Candi ini dikategorikan sebagai candi Umat Buddha tertua. Berdasarkan keterangan prasasti Kalasan, pendirian candi ini dimaksudkan sebagai bangunan suci untuk menghormati Bodhisattva wanita, Tarabhawana, juga sebagai tempat peribadatan umat Budha (vihara) bagi para pendeta.

Candi ini dibangun pada masa pemerintahan Maharaja Tejapurnapana Panangkaran (Rakai Panangkaran) dari keluarga Syailendra.

Oleh para tokoh agama dan penasehat raja, mereka membujuk Sang raja Tejapurnapana untuk mendirikan bangunan suci untuk memuja Dewi Tara dan sekaligus sebagai vihara tempat ibadat para pendeta.

Terdapat Candi Sari yaitu candi yang tak jauh dari Candi kalasan yang belakangan diduga itulah vihara yang dimaksudkan untuk ibadah para pendeta Buddha.

Berdasarkan tahun penulisan prasasti Kalasan itulah, diperkirakan tahun 778 M adalah tahun berdirinya Candi Kalasan.
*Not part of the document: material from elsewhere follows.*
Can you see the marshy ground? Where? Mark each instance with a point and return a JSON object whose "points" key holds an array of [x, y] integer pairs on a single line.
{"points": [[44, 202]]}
Menurut beberapa ahli kepurbakalaan, candi Kalasan telah mengalami 3 kali pemugaran. Sebagai bukti, terlihat adanya empat kaki sudut candi dengan bagian yang menonjol.
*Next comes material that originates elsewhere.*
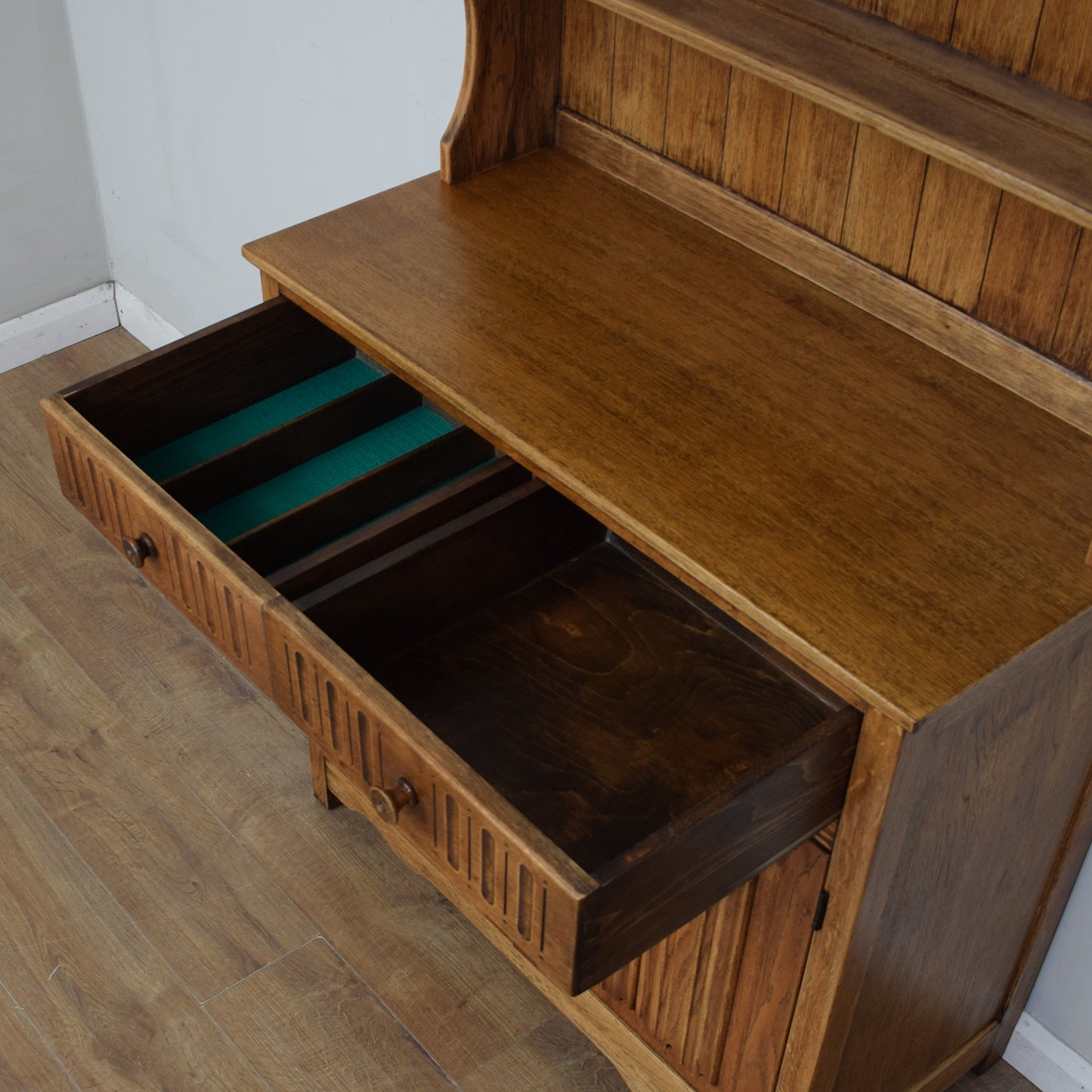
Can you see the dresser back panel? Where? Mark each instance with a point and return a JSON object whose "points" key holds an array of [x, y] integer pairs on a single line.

Selain itu terdapat torehan yang dibuat untuk keperluan pemugaran pada tahun 1927 sampai 1929 oleh van Romondt, seorang arkeolog Belanda.

Sampai saat ini candi Kalasan masih digunakan sebagai tempat pemujaan bagi penganut ajaran Buddha, terutama aliran Buddha Tantrayana dan pemuja Dewi Tara. (perpusnas.go.id)

Arsitektur Candi Kalasan

Tinggi Candi Kalasan diperkirakan sekitar dua puluh meter di atas permukaan tanah. Berdiri di atas alas atau pondasi dengan luas 45×45 meter membentuk selasar di sekeliling candi.
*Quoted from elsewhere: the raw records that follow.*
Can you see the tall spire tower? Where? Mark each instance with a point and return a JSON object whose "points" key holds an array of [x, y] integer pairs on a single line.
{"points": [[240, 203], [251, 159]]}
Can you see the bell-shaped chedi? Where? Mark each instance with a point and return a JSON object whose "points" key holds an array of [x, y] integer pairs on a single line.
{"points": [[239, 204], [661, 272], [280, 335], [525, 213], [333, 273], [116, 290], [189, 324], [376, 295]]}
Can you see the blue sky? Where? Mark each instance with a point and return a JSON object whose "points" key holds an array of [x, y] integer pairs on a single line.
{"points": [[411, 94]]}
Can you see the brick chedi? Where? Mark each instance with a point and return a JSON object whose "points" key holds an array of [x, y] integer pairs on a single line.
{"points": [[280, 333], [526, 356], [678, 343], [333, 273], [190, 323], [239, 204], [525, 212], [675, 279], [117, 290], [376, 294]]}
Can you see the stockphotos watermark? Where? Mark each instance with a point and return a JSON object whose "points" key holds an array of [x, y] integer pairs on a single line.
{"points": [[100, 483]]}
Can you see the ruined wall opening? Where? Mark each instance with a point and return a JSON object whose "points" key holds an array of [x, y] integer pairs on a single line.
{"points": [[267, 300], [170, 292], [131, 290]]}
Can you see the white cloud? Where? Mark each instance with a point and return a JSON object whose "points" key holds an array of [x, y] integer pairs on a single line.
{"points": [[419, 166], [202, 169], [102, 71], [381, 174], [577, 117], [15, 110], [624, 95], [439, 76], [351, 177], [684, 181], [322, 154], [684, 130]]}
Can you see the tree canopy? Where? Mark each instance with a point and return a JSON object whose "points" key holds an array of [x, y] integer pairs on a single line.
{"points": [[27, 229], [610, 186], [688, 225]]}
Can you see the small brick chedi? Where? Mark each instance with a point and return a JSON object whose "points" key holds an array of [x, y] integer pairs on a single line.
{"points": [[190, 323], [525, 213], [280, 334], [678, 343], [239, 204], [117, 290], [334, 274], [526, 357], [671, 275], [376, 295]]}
Terdapat tangga di setiap sisi dengan dihiasi sepasang kepala naga pada dua sisi kaki tangganya.

Di bawah tangga adalah hamparan teras yang luas yang tersusun dari lempengan batu yang bergelombang.

Dinding candi terdapat pelester kapur yang dalam bahasa Sansekerta disebut Valiralepa, yang konon plester ini hanya ada di beberapa candi di Jawa. Plesteran kapur berfungsi melindungi dinding candi dan memperjelas lekuk lukisan pada dinding candi.

Bagian atas candi berbentuk kubus. Ini merupakan puncak candi yang dikelilingi 52 stupa dengan tinggi rata-rata 4,6 meter.

Antara puncak dan badan candi dihiasi deretan arca makhluk kerdil yang disebut Gana. Yang paling puncak dari candi ini berbentuk segi delapan yang dihiasi arca Buddha.

Puncak candi atau atapnya terbagi menjadi dua tingkat yang kesemuanya dihiasi dengan arca Buddha.

Tingkat yang pertama dihiasi arca Buddha Manusi Buddha, tingkat yang kedua dihiasi arca Dhayani Buddha.

Bagian puncak candi sebenarnya terdapat stupa yang hingga kini belum berhasil direkonstruksi karena banyak bagian dari candi yang hilang.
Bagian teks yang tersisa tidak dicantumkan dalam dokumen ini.